Monday, January 19, 2009

With certain unalienable Rights

I have an etymology calendar on my desk, and today's word is freedom. The author makes a serious mistake in writing, "'Liberty' … also means 'free' but in the sense of rights granted rather than any innate quality."

Liberty carries its natural-rights sense as used by enlightenment thinkers such as Locke and Bastiat, viz., government is the servant of free people and not their master.

For a contemporary example, consider Ron Paul who wrote (with emphasis added), "Democracy represented unlimited rule by an omnipotent majority, while a constitutionally limited republic was seen as the best system to preserve liberty. Inalienable individual liberties enshrined in the Bill of Rights would be threatened by the 'excesses of democracy.'"

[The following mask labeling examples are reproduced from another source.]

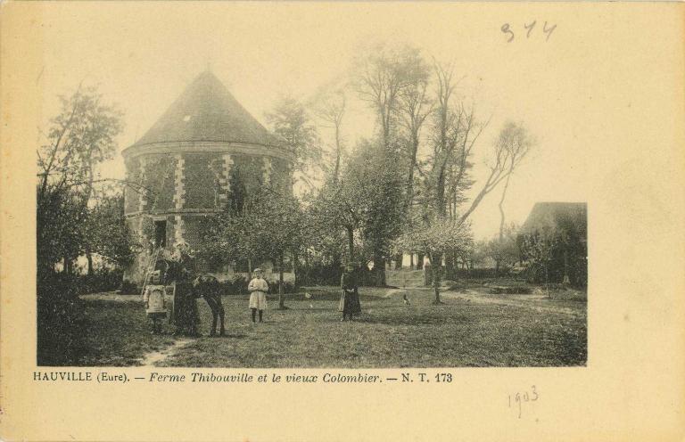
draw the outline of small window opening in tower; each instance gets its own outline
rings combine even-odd
[[[157,247],[167,247],[167,221],[154,222],[154,244]]]

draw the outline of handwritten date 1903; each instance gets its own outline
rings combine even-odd
[[[516,411],[518,419],[521,419],[524,404],[526,402],[535,402],[540,398],[537,389],[534,385],[531,386],[530,390],[517,391],[508,395],[509,408]]]

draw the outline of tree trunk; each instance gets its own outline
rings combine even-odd
[[[93,274],[93,254],[88,252],[86,254],[86,258],[88,260],[88,276]]]
[[[354,229],[347,227],[347,247],[350,250],[350,262],[354,262]]]
[[[452,250],[449,250],[445,253],[445,276],[447,279],[454,279],[456,264],[455,253]]]
[[[564,285],[571,283],[571,279],[568,277],[568,249],[566,244],[564,244],[564,280],[562,282]]]
[[[278,309],[285,309],[285,298],[283,296],[283,253],[278,255]]]
[[[382,256],[374,256],[374,274],[376,276],[376,286],[385,286],[385,258]]]
[[[442,304],[442,301],[440,299],[440,282],[441,282],[441,276],[442,273],[442,255],[433,254],[431,257],[429,257],[431,259],[431,272],[433,276],[433,290],[435,293],[435,299],[433,299],[433,304]],[[434,258],[434,259],[433,259]]]
[[[404,258],[404,253],[400,252],[397,255],[395,255],[395,270],[400,270],[402,268],[402,258]]]

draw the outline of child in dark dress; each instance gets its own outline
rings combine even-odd
[[[351,321],[354,315],[361,313],[361,304],[359,304],[359,286],[357,282],[357,274],[354,270],[354,265],[348,264],[345,271],[340,278],[340,288],[342,293],[338,304],[338,311],[342,312],[342,319],[345,321],[348,317]]]

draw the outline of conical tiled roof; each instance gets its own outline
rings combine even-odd
[[[280,144],[210,71],[200,74],[133,145],[200,141]]]

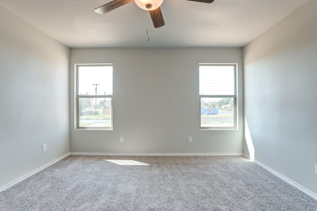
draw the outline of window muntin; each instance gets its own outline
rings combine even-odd
[[[236,64],[200,64],[201,129],[237,128]]]
[[[112,66],[77,65],[77,129],[112,128]]]

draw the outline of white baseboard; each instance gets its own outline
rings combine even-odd
[[[243,156],[244,157],[246,157],[246,158],[248,158],[249,159],[250,158],[250,156],[249,156],[248,155],[247,155],[246,154],[244,154]],[[286,176],[284,176],[282,174],[281,174],[280,173],[279,173],[278,172],[276,171],[275,170],[271,169],[269,167],[264,165],[264,164],[262,163],[262,162],[259,162],[259,161],[258,161],[258,160],[257,160],[256,159],[254,160],[254,162],[255,162],[256,163],[257,163],[257,164],[258,164],[260,166],[261,166],[261,167],[265,168],[265,169],[267,170],[268,171],[269,171],[270,172],[272,173],[272,174],[273,174],[275,176],[277,176],[278,178],[282,179],[283,180],[284,180],[285,182],[287,182],[289,184],[290,184],[290,185],[292,185],[293,186],[295,187],[295,188],[297,188],[298,189],[299,189],[299,190],[300,190],[302,192],[304,192],[304,193],[306,193],[308,195],[309,195],[310,197],[312,197],[313,199],[317,200],[317,194],[316,194],[316,193],[315,193],[310,191],[308,189],[302,186],[299,184],[297,183],[296,182],[294,182],[294,181],[292,180],[291,179],[286,177]]]
[[[48,167],[50,166],[50,165],[53,165],[53,164],[55,163],[55,162],[57,162],[58,161],[59,161],[59,160],[60,160],[61,159],[67,157],[67,156],[69,156],[70,155],[70,153],[67,153],[67,154],[65,154],[62,156],[61,156],[61,157],[59,157],[58,158],[57,158],[57,159],[54,159],[54,160],[50,162],[49,163],[46,164],[45,165],[43,165],[43,166],[41,166],[40,167],[39,167],[38,169],[36,169],[35,170],[34,170],[34,171],[27,174],[25,174],[24,176],[23,176],[21,177],[20,177],[19,178],[16,179],[15,180],[13,181],[13,182],[10,182],[9,184],[7,184],[5,185],[4,185],[4,186],[1,187],[0,187],[0,192],[1,192],[1,191],[4,191],[4,190],[9,188],[10,187],[12,186],[13,185],[14,185],[15,184],[16,184],[16,183],[21,182],[22,180],[25,180],[25,179],[26,179],[28,177],[30,177],[31,176],[33,175],[34,174],[37,173],[37,172],[38,172],[39,171],[42,171],[42,170],[44,169],[45,168],[47,168]]]
[[[71,155],[123,156],[243,156],[242,153],[70,153]]]

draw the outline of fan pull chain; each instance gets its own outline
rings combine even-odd
[[[150,42],[150,33],[149,33],[149,26],[150,24],[150,10],[149,9],[147,10],[147,35],[148,35],[148,42]]]

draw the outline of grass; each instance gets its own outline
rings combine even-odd
[[[80,120],[92,120],[92,119],[111,119],[111,114],[98,114],[91,116],[79,116]]]

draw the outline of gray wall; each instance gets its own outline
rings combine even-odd
[[[0,188],[69,153],[69,59],[0,6]]]
[[[256,160],[317,193],[317,1],[244,49],[245,114]],[[248,154],[247,145],[244,152]]]
[[[239,130],[199,130],[200,62],[238,64]],[[74,129],[74,64],[95,63],[113,64],[113,131]],[[241,48],[72,49],[71,151],[242,154],[242,69]]]

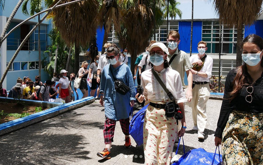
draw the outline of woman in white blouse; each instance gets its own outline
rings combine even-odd
[[[142,75],[143,94],[136,95],[138,102],[145,98],[150,102],[144,116],[144,164],[170,164],[175,140],[177,136],[182,136],[186,128],[183,102],[185,98],[180,75],[170,68],[167,62],[168,50],[161,42],[154,44],[149,48],[150,61],[154,71],[166,88],[170,92],[180,108],[183,118],[182,128],[178,132],[176,120],[174,117],[166,116],[165,106],[172,100],[154,76],[152,70],[144,71]]]

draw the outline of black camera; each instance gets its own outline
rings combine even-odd
[[[174,102],[166,102],[166,116],[167,118],[174,116]]]
[[[139,94],[139,96],[142,94],[144,92],[144,88],[141,86],[138,85],[137,86],[137,94]]]

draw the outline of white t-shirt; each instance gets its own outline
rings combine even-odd
[[[68,78],[60,78],[58,81],[58,83],[61,84],[61,88],[62,89],[67,89],[70,85]]]
[[[178,104],[187,102],[178,72],[168,68],[156,73],[167,89],[172,93]],[[142,74],[141,83],[144,88],[144,95],[150,102],[163,103],[170,101],[165,90],[153,75],[152,70],[145,70]]]

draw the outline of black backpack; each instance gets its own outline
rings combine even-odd
[[[39,98],[40,97],[40,90],[41,90],[41,87],[42,86],[44,86],[44,92],[43,93],[43,96],[44,96],[44,93],[46,92],[46,86],[44,84],[42,84],[42,86],[40,86],[40,88],[38,89],[38,92],[36,92],[36,96],[38,97],[38,98]]]

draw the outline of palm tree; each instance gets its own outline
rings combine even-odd
[[[30,12],[28,12],[28,3],[30,0]],[[38,13],[43,9],[42,4],[42,0],[26,0],[22,5],[22,12],[26,16],[34,16],[34,13]],[[40,15],[38,16],[38,22],[40,20]],[[40,26],[38,26],[38,76],[41,80],[41,50],[40,46]]]
[[[62,0],[62,3],[70,1],[73,0]],[[86,47],[96,36],[98,26],[94,24],[94,19],[98,7],[97,0],[86,0],[55,9],[52,12],[54,24],[62,38],[68,46],[74,44],[74,72],[80,68],[80,46]]]
[[[242,64],[241,43],[243,40],[244,24],[252,24],[262,11],[262,0],[214,0],[214,4],[224,24],[236,26],[236,66]],[[226,12],[227,11],[227,12]]]
[[[169,10],[168,14],[169,17],[170,17],[172,20],[176,19],[176,16],[178,16],[180,19],[182,19],[182,12],[178,8],[178,6],[181,4],[178,2],[176,2],[175,3],[169,2]],[[167,8],[164,9],[163,12],[164,13],[164,16],[167,17]]]
[[[116,0],[104,0],[100,5],[98,14],[94,20],[95,24],[98,24],[100,28],[104,28],[104,36],[102,46],[108,40],[108,33],[112,24],[116,32],[120,32],[120,24],[122,20],[121,10]],[[102,52],[104,52],[102,46]]]

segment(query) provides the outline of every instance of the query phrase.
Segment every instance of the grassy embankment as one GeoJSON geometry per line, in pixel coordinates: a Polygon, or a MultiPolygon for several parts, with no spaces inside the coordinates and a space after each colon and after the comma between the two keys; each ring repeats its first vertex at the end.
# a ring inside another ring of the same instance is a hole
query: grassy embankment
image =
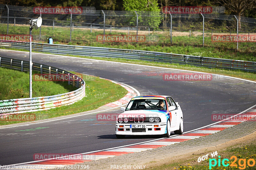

In 1943, the U.S. supreme court declared, "One's right to life, liberty, and property, to free speech, a free press, freedom of worship and assembly, and other fundamental rights may not be submitted to vote; they depend on the outcome of no elections."

Thomas Jefferson took an even more radical position: "Rightful liberty is unobstructed action according to our will within limits drawn around us by the equal rights of others. I do not add 'within the limits of the law,' because law is often but the tyrant's will, and always so when it violates the rights of the individual."

The tenth amendment to the U.S. constitution (so-called these days) makes plain that the federal government is not the source of the people's rights, and this in turn is consistent with the Declaration's connection of government's just powers to "the consent of the governed."